I have been developing a fairly extensive library of python modules that automate the more time consuming parts of "3D character development" for games/film/tv.
All of my code up until a few months ago has been run within Maya's dedicated python interpreter, however, my GUIs are built in PySide/PyQt, and so, run just fine in mac/windows/linux or a few other Graphics programs such as Nuke, XSI, Max.
What I would really like to figure out is a "simple" way to distribute my code to various different people ---> using various different operating Systems ---> potentially using various applications (Nuke, XSI, Max), which, in turn, have their own dedicated python interpreters.
The obvious option would be pip and easy_install.. These modules are clearly the "right" way to go, but its not really clear how a user would install/run them under the dedicated python installs that ship with Maya/Nuke/ etc...Though, it does seem possible (as explained here). Still Its going to be a pretty big barrier for a less-technical user.
Any help or points in the right direction would be immensely appreciated..
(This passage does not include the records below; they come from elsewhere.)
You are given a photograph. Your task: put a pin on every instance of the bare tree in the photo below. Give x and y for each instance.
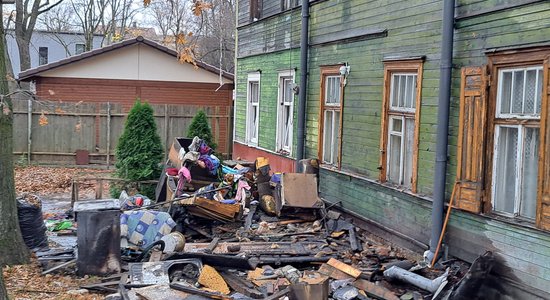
(57, 21)
(12, 248)
(90, 17)
(26, 16)
(121, 15)
(173, 18)
(216, 41)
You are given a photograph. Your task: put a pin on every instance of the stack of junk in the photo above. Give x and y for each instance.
(239, 230)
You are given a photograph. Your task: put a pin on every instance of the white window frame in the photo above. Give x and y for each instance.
(281, 105)
(392, 132)
(499, 94)
(252, 77)
(402, 113)
(331, 155)
(399, 108)
(521, 128)
(519, 172)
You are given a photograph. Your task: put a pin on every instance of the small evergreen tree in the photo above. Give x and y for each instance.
(139, 150)
(199, 127)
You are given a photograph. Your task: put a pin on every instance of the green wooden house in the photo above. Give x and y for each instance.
(372, 98)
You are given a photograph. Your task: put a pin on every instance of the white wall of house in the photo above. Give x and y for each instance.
(135, 62)
(59, 46)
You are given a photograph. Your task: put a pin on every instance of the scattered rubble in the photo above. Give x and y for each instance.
(234, 230)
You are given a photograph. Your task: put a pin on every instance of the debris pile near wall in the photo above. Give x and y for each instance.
(246, 233)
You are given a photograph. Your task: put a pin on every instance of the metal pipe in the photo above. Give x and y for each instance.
(304, 47)
(442, 125)
(417, 280)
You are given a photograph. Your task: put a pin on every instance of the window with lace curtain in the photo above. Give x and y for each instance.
(516, 141)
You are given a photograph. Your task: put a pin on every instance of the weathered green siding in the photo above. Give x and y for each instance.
(413, 30)
(523, 250)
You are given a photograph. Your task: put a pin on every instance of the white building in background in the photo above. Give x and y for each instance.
(47, 47)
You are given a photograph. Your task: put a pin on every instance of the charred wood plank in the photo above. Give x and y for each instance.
(242, 286)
I would not say that pip/easy_install are the 'right' way for this problem. They are pretty good (not quite 'great') tools for motivated, technically inclined users -- but even in that context they have issues (such as unintended upgrades or deletions). Most importantly, they are opt-in methods: nobody can make you pip unless you want to. This means users can accidentally or deliberately get themselves into very different positions from each other, which makes support and maintenance a nightmare.
I've had very good luck in Maya distributing a zipped file containing a complete environment - all the modules etc. userSetup.py adds that zip to the path and the Python's native zipimport functionality handles the rest. This makes sure that there is only one file to maintain and distribute. It also fixes the common problem of leftover .pyc files creating havok after .py files get moved or renamed. Since this is all standard python, I'd assume this will work for any app-specific python that uses a 2.6+ version of python, though I've never tried it in Nuke or Max.
The main wrinkle will be modules with .pyd or other binary components, typically these don't work inside the zip files. I include a bootstrap routine which unpacks those to a (disposable) location on the user's disk and adds that to the path.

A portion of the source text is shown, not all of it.